A atividade de self-storage, embora não possua um Cnae específico, vem se desenvolvendo rapidamente nos centros urbanos. Com a tendência de apartamentos cada vez menores, cresce a necessidade de espaços adequados para a guarda de bens móveis. Essa modalidade de negócio caracteriza-se essencialmente como locação de espaços, não configurando prestação de serviços.

O artigo 110 do Código Tributário Nacional proíbe que a legislação tributária extrapole os limites conceituais e formais dos institutos de Direito Privado.
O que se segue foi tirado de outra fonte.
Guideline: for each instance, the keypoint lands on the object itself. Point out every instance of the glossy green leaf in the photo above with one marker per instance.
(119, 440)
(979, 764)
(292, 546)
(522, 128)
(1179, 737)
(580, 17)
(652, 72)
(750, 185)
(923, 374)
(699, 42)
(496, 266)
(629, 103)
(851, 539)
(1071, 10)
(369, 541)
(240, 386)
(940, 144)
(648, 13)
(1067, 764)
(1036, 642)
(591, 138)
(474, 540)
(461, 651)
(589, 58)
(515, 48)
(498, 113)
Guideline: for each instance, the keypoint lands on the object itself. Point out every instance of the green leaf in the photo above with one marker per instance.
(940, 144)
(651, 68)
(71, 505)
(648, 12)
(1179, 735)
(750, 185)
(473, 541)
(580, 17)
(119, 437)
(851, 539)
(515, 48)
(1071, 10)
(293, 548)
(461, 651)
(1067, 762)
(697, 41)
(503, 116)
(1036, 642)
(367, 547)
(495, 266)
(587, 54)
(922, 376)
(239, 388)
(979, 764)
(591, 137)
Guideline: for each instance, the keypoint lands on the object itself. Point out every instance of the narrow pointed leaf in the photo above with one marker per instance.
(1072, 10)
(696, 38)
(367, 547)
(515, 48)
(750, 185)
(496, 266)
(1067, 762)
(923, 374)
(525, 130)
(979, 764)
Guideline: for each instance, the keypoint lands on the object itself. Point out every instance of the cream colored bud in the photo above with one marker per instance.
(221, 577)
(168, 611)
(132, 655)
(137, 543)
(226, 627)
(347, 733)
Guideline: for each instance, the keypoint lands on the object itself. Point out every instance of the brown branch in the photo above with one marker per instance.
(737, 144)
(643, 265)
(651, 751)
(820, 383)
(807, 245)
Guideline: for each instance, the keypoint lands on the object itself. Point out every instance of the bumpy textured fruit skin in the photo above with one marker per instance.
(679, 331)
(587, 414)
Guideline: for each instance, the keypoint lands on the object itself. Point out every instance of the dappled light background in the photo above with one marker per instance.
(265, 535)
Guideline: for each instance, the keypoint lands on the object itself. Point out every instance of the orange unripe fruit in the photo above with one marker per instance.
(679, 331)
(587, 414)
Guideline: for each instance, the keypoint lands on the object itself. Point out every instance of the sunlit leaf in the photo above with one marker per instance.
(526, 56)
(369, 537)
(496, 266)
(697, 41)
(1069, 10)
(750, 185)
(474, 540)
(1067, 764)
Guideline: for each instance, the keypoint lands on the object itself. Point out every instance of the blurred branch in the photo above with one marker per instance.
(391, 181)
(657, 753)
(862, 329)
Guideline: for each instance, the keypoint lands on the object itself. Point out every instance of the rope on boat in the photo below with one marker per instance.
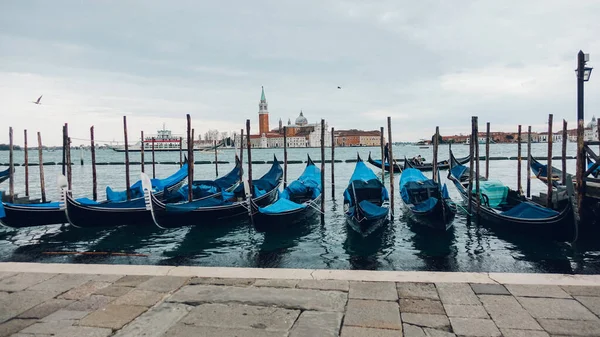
(95, 253)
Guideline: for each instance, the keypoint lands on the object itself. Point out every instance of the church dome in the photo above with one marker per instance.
(301, 120)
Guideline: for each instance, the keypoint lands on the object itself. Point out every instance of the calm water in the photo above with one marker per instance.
(399, 246)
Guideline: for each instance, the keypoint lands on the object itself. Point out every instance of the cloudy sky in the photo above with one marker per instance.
(424, 63)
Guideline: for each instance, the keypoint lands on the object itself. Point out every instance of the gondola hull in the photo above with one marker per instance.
(276, 222)
(20, 216)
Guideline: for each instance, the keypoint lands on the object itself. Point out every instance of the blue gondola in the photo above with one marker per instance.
(366, 200)
(298, 202)
(212, 210)
(51, 213)
(427, 200)
(505, 209)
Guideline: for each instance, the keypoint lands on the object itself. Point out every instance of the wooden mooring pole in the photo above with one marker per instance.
(391, 159)
(190, 140)
(284, 156)
(94, 177)
(154, 160)
(11, 167)
(127, 185)
(41, 159)
(382, 146)
(435, 153)
(519, 184)
(322, 169)
(564, 153)
(332, 163)
(487, 150)
(529, 161)
(142, 152)
(26, 164)
(216, 160)
(549, 167)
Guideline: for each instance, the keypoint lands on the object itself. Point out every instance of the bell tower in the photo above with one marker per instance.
(263, 114)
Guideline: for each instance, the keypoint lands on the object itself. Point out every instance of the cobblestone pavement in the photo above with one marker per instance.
(46, 304)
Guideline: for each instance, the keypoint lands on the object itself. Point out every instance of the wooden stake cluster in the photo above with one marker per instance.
(26, 164)
(391, 159)
(126, 159)
(94, 177)
(42, 183)
(549, 167)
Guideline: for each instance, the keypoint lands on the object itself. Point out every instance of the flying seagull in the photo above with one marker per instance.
(38, 101)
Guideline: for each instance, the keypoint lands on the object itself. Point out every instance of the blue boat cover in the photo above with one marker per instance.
(372, 211)
(529, 210)
(157, 185)
(307, 185)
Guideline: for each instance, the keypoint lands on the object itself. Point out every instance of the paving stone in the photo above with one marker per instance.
(417, 290)
(14, 326)
(240, 316)
(571, 328)
(239, 282)
(276, 283)
(474, 327)
(94, 302)
(523, 333)
(19, 302)
(314, 323)
(142, 298)
(582, 290)
(373, 314)
(45, 309)
(112, 316)
(351, 331)
(421, 306)
(163, 284)
(48, 327)
(23, 281)
(508, 313)
(62, 315)
(339, 285)
(132, 280)
(489, 289)
(155, 322)
(62, 283)
(181, 330)
(457, 293)
(556, 308)
(382, 291)
(84, 290)
(113, 291)
(304, 299)
(537, 290)
(467, 311)
(590, 302)
(83, 331)
(426, 320)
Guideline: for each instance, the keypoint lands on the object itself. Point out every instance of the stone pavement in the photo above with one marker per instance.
(99, 305)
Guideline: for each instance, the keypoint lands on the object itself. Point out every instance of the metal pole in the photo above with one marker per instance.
(284, 156)
(42, 184)
(487, 151)
(391, 159)
(26, 164)
(529, 161)
(11, 166)
(382, 146)
(564, 153)
(435, 150)
(549, 167)
(190, 149)
(519, 185)
(94, 177)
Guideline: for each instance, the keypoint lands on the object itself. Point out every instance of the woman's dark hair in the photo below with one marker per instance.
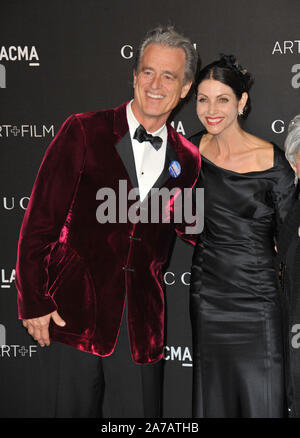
(228, 71)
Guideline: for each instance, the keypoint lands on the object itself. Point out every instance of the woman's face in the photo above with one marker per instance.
(217, 106)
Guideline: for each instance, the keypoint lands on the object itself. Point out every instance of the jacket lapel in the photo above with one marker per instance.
(125, 151)
(123, 143)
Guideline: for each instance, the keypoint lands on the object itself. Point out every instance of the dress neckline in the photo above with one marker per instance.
(252, 172)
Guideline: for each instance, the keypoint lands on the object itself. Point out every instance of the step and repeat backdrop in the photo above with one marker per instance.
(69, 56)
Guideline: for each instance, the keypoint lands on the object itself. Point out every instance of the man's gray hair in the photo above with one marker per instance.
(168, 36)
(292, 141)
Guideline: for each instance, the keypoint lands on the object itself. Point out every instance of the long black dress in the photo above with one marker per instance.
(289, 258)
(235, 304)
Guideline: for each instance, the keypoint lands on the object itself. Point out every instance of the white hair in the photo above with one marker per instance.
(292, 141)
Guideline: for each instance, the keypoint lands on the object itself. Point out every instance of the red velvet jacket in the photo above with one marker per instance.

Assim, atividades de self-storage, que se enquadram na natureza de locação de espaços, não se subsumem às normas de incidência do Imposto sobre Serviços (ISS).
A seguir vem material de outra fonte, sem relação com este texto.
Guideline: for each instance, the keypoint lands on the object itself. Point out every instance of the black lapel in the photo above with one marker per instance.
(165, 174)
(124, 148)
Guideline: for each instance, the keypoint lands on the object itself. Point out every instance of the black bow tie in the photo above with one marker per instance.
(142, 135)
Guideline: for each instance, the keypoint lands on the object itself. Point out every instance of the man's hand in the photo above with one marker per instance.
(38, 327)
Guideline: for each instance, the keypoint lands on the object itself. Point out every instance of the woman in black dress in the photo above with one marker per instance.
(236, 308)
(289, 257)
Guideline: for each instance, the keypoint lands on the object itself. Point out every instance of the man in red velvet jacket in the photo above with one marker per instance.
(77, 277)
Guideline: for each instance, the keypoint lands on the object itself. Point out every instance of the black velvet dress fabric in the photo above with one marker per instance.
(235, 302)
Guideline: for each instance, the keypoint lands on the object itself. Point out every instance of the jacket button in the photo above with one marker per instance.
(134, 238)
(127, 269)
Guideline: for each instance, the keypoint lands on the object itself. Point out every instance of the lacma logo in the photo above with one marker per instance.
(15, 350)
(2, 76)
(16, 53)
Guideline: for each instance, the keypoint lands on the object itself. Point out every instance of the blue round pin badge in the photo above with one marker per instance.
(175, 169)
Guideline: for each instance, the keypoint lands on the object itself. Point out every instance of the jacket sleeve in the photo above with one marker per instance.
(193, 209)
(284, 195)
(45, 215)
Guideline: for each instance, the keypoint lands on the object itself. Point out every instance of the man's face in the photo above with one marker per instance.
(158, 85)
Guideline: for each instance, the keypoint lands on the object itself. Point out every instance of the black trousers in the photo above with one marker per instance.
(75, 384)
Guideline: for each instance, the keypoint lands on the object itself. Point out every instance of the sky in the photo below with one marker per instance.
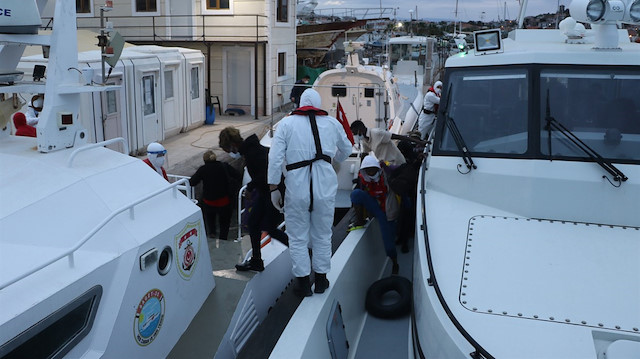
(445, 9)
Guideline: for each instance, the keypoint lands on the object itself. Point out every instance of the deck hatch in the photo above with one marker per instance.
(551, 270)
(58, 333)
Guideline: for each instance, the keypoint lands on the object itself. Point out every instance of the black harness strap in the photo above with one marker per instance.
(319, 156)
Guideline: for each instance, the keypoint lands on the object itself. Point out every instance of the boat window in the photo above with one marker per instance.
(57, 334)
(168, 84)
(112, 105)
(490, 108)
(339, 90)
(601, 107)
(407, 52)
(195, 83)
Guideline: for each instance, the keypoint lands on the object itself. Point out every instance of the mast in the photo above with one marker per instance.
(523, 8)
(455, 20)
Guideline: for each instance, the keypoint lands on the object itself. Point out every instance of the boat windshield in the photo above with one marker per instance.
(502, 112)
(599, 107)
(407, 52)
(490, 109)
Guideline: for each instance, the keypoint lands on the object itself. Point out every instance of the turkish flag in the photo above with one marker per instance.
(345, 123)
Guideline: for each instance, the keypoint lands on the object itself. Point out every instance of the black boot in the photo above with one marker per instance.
(255, 265)
(302, 287)
(322, 283)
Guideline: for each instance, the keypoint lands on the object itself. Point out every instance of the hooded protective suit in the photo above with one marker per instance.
(34, 109)
(293, 142)
(426, 121)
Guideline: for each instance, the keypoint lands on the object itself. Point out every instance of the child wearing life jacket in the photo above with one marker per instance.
(373, 194)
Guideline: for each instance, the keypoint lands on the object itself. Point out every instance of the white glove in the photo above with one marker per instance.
(276, 199)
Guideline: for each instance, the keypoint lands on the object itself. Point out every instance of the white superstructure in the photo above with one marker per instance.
(528, 234)
(99, 255)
Responsabilidade pela gestão do espaço locado

A principal diferença entre contrato de self-storage e contrato de armazém/depósito, reside na responsabilidade pela gestão do espaço onde estão armazenados os bens do contratante.

No contrato de armazém/depósito, a responsabilidade pela limpeza e conservação do espaço onde estão os bens guardados, bem como a conservação dos próprios bens deixados para armazenagem e guarda, fornecimento de equipamentos e equipe para acomodação e retirada dos bens, tudo fica a cargo da empresa que presta o serviço de armazenagem.

Já no contrato de self-storage, a parte locatária do espaço detém a responsabilidade pela limpeza, conservação, acomodação e retirada dos seus bens, autonomia para usar ou não a totalidade do espaço, ou até mesmo de mantê-lo vazio durante determinado período, ou seja, a parte de aluga o box e contrato de self-storage, realiza a autogestão do espaço, de modo que a efetivação do contrato se dá com a simples entrega das chaves do box locado.

O contrato de self-storage privilegia a autonomia da parte locatária do espaço, a qual recebe as chaves do espaço locado, normalmente representado por box de tamanho reduzido, o qual passará a sua plena responsabilidade, durante toda a vigência do contrato de locação.

Se os bens serão embalados ou não, se serão empilhados, se permanecerão divididos em caixas, a forma de sua organização, o esforço em guardá-los e retirá-los, assim como a decisão por por trancar e guardar as chaves do box locado, tudo recai na esfera de responsabilidade da parte locatária, e não da contratante, a qual apenas loca o box locado em caráter de self-storage.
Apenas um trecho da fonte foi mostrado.